# Portable mp3 direct hookup to Monsoon (Success!!!!)



## phatvw (Aug 29, 2001)

*Portable mp3 direct hookup to Monsoon via Blitzsafe adapter (Success!!!!)*

Just hooked up my portable RioVolt mp3 player to the Monsoon system in my 2001 GTI using the Blitzsafe VW/AUX input adapter. Works like a charm!
Price:
The adapter was $80 and the RioVolt was $150. Combined, thats about the same as an mp3/cd car deck, except I can take mine jogging, and I still get the use of a tape deck in my car.
Installation:
The AUX adapter plugs into the CD changer input on the back of the HU and breaks out to two RCA's and a ground wire. I plugged the RCA's into a 1/8 stereo "Y" adapter. I ran the power and audio cables for the RioVolt directly from the back of HU to the glove compartment. I didn't even have to drill any holes since there were already a few avaliable entrance points to the glove compartment. So, no messy wires except for a cigarette lighter 12V-4.5V transformer.
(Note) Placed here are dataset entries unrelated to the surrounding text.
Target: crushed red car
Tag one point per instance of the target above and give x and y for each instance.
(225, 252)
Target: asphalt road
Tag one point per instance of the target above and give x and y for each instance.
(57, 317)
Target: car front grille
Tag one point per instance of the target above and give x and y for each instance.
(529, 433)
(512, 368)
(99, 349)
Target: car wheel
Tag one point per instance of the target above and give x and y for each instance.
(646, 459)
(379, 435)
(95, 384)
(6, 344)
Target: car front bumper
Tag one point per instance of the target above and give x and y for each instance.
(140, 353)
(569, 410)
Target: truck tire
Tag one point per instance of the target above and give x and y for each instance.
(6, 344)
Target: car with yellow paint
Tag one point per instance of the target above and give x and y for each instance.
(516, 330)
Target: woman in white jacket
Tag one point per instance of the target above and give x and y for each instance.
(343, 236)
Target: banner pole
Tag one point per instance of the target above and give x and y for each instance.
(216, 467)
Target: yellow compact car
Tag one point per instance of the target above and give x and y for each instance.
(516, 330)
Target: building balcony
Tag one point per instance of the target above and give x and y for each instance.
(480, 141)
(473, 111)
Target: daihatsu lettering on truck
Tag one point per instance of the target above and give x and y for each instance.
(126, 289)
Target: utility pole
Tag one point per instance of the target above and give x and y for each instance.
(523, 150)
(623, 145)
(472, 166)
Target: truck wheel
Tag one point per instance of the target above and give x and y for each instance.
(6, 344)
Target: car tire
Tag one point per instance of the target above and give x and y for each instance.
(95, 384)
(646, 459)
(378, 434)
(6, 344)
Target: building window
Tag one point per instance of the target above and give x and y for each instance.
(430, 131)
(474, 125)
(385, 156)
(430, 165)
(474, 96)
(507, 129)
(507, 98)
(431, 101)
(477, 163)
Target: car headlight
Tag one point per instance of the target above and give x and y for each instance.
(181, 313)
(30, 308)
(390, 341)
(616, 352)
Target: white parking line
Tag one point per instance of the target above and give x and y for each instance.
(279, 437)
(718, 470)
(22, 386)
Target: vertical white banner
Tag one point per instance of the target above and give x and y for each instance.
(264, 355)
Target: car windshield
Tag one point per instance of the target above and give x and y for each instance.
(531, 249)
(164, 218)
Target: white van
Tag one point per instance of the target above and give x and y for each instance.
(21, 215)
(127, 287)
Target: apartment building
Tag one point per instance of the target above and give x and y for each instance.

Luckily the store I bought the adapter from ordered two units because the first one I tried was DOA. I don't know about Blitzsafe's reliability, but their packaging isn't very good.
Technical:
The blitzsafe adapter is an active unit which constantly sends pulses to the HU telling it that a) a cd changer is connected and b) the CD changer is currently playing CD#1 Track #1. The circuit board has one 8-pin DIP integrated circuit and three capacitors. $80 is a lot to pay for this little thing so I'll try to figure out what the chip is and publish a circuit.
References: http://www.blitzsafe.com - DVD/MP3 interfaces
_______________
images taken offline, sorry


----------



## vwgtirob (Aug 16, 2001)

*Re: Portable mp3 direct hookup to Monsoon via Blitzsafe adapter (superphat)*

An 8 pin DIP could be a Microchip PIC microcontroller.


----------



## Scott P (Nov 13, 2000)

*Re: Portable mp3 direct hookup to Monsoon via Blitzsafe adapter (superphat)*

I think this is hella cool.


----------



## sinthome (Oct 1, 2001)

*Re: Portable mp3 direct hookup to Monsoon via Blitzsafe adapter (superphat)*

awesome. can you clarify something--the changer controls on the HU don't actually "control" the mp3 player, do they? so then do you use a separate remote control, say, one that came with the riovolt? 
I have my little portable rio mp3 player hooked up to the stock HU with one of those cassette adapter thingies and it has a little wired "remote" on the headphones output, which is fine, but not the most convenient thing ever. and it would be nice to have cd capability; my portable cd is a cheapo thing with no remote so i don't dare use it on the road (i'm such a good citizen







). 
anyway. thanks for this. i'm hemming and hawing about what to do next with my system.


----------



## phatvw (Aug 29, 2001)

*Re: Portable mp3 direct hookup to Monsoon via Blitzsafe adapter (sinthome)*

> awesome. can you clarify something--the changer controls on the HU don't
> actually "control" the mp3 player, do they? so then do you use a separate
> remote control, say, one that came with the riovolt? 
Yep I'm using the little wired remote that came with the RioVolt. I have it snaking through a hole in the top of the removeable storage thingy that sits above the HU. Then it runs with the audio/power cables to the glove compartment.
I just clip the remote to my ignition key when I'm driving and I can change tracks, etc with the same ease as using the volume controls on the steering wheel.
I'll upload a picture soon...

I'd recommend selling your little rio mp3 player and getting the RioVolt. Its so much better.


----------



## sinthome (Oct 1, 2001)

*Re: Portable mp3 direct hookup to Monsoon via Blitzsafe adapter (superphat)*

i know i know, the solid state Rio looked like a dinosaur to me about five minutes after I bought it, and that was about five minutes after Rio invented it... 
early adopter woes. the burden of the vanguard. haw.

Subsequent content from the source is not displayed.